To start, the pair have rented two joined offices in a co-working space known as Hudson One at 53 Hudson in Nyack. They have two full-time employees, and a third part-time worker. They’re already busting out of their space and are waiting for Hudson One to continue its buildout of co-working spaces so they can expand.

“We can already see that we are growing and that we are going to need more space,” said Child.

The pair, who had previously worked together in a corporate tower in Pearl River, said they have found freedom and community by taking a month-to-month lease in the heart of the Village of Nyack.

“The corporate park experience made you feel a bit trapped,” said Child. “It could feel dead in there. But this is a moving town. You can pop out for a mental break and take a walk down the block. It’s easy to get lunch. This makes for better productivity.”

The pair also benefit from the uniqueness of the co-working environment which puts them in direct contact with professionals from a variety of fields.

“These people, like us, have an entrepreneurial mindset,” said Alvarado. “They are running their own business. This is a good fit.”

LO Media is not Alvarado’s first entrepreneurial rodeo – years ago he founded a web development and graphic design agency, which remains a separate entity but is now farming out work to the LO Media team. LO Media’s clients include Axiom Communications, the Meadowlands Chamber of Commerce, and Procida Funding.

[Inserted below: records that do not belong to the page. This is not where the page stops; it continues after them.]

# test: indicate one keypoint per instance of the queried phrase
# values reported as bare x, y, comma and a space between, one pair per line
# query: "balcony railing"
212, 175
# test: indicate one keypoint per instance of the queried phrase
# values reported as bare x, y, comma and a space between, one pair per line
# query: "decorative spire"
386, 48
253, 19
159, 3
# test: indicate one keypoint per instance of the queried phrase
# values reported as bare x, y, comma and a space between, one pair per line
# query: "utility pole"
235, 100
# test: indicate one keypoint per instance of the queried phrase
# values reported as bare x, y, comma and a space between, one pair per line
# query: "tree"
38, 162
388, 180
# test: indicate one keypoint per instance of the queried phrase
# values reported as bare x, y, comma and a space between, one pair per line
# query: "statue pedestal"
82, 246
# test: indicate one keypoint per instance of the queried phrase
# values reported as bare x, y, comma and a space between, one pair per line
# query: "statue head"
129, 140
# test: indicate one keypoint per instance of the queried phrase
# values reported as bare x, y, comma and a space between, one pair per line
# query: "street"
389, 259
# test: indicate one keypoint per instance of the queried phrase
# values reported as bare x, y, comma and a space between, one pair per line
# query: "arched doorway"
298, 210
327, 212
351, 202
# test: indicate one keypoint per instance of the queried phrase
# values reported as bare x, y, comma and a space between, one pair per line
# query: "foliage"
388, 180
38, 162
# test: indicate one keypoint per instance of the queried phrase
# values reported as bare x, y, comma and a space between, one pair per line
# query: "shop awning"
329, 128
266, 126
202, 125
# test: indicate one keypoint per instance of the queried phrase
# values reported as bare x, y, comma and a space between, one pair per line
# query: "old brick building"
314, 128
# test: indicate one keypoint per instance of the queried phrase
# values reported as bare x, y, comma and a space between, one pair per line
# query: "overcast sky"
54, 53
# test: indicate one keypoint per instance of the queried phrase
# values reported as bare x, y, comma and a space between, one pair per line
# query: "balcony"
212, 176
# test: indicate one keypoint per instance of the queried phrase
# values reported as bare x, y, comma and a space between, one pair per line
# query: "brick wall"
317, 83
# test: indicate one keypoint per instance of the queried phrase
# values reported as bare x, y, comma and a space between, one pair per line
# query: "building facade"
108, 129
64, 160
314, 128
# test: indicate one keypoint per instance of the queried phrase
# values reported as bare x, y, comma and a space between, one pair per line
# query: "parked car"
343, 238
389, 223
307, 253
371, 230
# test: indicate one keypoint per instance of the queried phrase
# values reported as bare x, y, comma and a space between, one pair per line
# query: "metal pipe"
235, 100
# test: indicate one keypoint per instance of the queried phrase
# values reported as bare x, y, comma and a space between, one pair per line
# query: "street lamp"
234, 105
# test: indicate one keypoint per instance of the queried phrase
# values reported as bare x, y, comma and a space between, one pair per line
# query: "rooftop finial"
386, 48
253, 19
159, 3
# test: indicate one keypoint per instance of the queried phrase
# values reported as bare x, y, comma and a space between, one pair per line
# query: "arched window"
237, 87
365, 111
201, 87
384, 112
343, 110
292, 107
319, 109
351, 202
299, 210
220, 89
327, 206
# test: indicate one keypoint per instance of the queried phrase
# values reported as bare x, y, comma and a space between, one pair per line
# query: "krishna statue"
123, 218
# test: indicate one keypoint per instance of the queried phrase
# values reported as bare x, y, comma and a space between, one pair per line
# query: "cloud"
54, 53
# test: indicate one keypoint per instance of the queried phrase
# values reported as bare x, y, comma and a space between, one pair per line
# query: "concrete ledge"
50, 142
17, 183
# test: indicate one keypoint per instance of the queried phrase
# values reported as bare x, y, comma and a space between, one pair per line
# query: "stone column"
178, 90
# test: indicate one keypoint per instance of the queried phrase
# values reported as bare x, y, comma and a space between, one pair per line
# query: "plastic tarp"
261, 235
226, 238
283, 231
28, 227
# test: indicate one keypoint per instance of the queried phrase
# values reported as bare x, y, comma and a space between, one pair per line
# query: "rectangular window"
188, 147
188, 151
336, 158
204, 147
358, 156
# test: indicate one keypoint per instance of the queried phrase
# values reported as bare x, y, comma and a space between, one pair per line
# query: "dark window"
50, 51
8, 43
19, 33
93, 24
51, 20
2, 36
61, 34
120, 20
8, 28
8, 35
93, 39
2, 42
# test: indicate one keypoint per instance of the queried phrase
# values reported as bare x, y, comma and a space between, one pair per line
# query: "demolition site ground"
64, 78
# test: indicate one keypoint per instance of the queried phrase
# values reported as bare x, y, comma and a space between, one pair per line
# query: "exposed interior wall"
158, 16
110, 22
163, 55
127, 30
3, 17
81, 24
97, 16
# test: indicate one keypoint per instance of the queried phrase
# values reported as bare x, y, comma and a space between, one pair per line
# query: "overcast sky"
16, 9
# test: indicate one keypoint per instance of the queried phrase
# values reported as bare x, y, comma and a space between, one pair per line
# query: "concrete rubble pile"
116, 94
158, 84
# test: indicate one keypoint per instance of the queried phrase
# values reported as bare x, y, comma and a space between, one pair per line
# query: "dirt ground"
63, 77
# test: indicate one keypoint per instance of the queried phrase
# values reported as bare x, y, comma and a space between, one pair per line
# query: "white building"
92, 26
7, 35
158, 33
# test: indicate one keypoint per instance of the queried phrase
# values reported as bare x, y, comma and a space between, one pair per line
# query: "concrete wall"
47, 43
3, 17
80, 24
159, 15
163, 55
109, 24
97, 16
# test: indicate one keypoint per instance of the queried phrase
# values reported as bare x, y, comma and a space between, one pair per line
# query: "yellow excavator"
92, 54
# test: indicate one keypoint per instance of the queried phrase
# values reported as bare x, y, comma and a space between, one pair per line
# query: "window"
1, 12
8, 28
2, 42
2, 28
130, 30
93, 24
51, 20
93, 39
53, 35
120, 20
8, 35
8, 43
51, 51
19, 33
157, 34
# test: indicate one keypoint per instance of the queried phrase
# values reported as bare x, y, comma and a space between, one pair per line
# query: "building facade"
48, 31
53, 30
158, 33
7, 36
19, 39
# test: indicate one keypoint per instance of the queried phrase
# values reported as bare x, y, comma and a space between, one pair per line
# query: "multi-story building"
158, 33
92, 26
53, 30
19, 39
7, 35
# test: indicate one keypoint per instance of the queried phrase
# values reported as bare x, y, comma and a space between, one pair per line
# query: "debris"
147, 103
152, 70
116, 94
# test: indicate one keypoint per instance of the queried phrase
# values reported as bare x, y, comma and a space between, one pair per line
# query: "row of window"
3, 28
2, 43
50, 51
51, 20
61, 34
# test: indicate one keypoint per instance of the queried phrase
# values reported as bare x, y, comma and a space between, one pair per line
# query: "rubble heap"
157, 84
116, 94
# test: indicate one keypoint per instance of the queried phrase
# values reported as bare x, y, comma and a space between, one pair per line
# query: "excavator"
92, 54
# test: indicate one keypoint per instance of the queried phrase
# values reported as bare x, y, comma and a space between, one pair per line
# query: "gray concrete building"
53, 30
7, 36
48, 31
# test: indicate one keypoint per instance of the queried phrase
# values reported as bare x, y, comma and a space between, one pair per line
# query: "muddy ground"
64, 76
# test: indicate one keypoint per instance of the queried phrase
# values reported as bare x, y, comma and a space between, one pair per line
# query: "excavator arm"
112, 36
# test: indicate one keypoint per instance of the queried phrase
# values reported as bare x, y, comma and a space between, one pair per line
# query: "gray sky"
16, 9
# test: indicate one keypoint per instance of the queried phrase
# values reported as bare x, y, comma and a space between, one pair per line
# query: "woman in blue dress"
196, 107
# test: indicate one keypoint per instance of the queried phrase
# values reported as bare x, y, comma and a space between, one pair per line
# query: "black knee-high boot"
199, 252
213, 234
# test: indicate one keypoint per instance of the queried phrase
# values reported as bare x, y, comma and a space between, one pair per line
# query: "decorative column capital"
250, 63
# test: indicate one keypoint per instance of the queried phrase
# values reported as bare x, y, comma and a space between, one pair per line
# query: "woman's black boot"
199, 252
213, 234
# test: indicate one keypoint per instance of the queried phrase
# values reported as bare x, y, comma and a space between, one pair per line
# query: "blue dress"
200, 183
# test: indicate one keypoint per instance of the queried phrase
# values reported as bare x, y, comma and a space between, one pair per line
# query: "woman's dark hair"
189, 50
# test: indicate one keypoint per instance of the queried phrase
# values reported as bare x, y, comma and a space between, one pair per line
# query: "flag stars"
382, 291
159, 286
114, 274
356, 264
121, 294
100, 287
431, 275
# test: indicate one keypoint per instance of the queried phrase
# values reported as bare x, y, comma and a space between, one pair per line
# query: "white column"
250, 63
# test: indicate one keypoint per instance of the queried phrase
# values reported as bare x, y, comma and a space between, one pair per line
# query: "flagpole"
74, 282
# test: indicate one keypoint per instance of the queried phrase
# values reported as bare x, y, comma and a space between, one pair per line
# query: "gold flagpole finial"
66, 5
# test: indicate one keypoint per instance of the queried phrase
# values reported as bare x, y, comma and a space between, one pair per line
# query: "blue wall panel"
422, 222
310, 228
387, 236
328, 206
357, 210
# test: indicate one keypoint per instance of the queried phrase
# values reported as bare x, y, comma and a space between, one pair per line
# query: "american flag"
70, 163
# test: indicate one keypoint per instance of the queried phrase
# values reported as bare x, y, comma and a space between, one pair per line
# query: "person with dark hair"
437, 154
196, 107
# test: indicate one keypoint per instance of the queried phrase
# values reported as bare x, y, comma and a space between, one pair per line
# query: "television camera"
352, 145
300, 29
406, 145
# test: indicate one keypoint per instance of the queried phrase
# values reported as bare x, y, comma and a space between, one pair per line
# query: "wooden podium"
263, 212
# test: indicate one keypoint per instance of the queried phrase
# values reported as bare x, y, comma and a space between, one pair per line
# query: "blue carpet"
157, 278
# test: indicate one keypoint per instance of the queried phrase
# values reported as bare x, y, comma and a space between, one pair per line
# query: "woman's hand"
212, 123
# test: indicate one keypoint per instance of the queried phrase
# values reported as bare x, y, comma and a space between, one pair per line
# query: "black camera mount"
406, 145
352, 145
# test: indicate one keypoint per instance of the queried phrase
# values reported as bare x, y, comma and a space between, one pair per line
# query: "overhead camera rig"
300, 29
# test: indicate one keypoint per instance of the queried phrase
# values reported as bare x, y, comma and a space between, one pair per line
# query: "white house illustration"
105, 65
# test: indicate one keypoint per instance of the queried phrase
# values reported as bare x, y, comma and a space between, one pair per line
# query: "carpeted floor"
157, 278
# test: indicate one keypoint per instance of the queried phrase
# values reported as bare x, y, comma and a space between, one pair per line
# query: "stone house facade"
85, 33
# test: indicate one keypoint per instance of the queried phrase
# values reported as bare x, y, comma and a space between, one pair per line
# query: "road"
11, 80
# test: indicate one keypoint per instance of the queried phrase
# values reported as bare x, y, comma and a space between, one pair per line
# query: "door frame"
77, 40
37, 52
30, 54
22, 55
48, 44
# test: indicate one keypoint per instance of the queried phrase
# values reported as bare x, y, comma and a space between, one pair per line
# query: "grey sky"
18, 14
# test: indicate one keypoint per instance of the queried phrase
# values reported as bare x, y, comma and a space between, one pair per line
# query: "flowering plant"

The team says it does a lot of “white labeling,” meaning they are hired by other agencies to work for their clients.

Meanwhile, in the frantic ramp up to get the business off the ground, they have learned that sometimes the hardest part of launching a business, and in this case a marketing company, is taking care of the company’s own marketing and brand development.

“We’ve been so busy,” said Child. “We’ve had so many word-of-mouth referrals. It’s been a good couple of months with a good outlook. We foresee hiring and expanding. We just need to find a bit more time to work on ourselves.”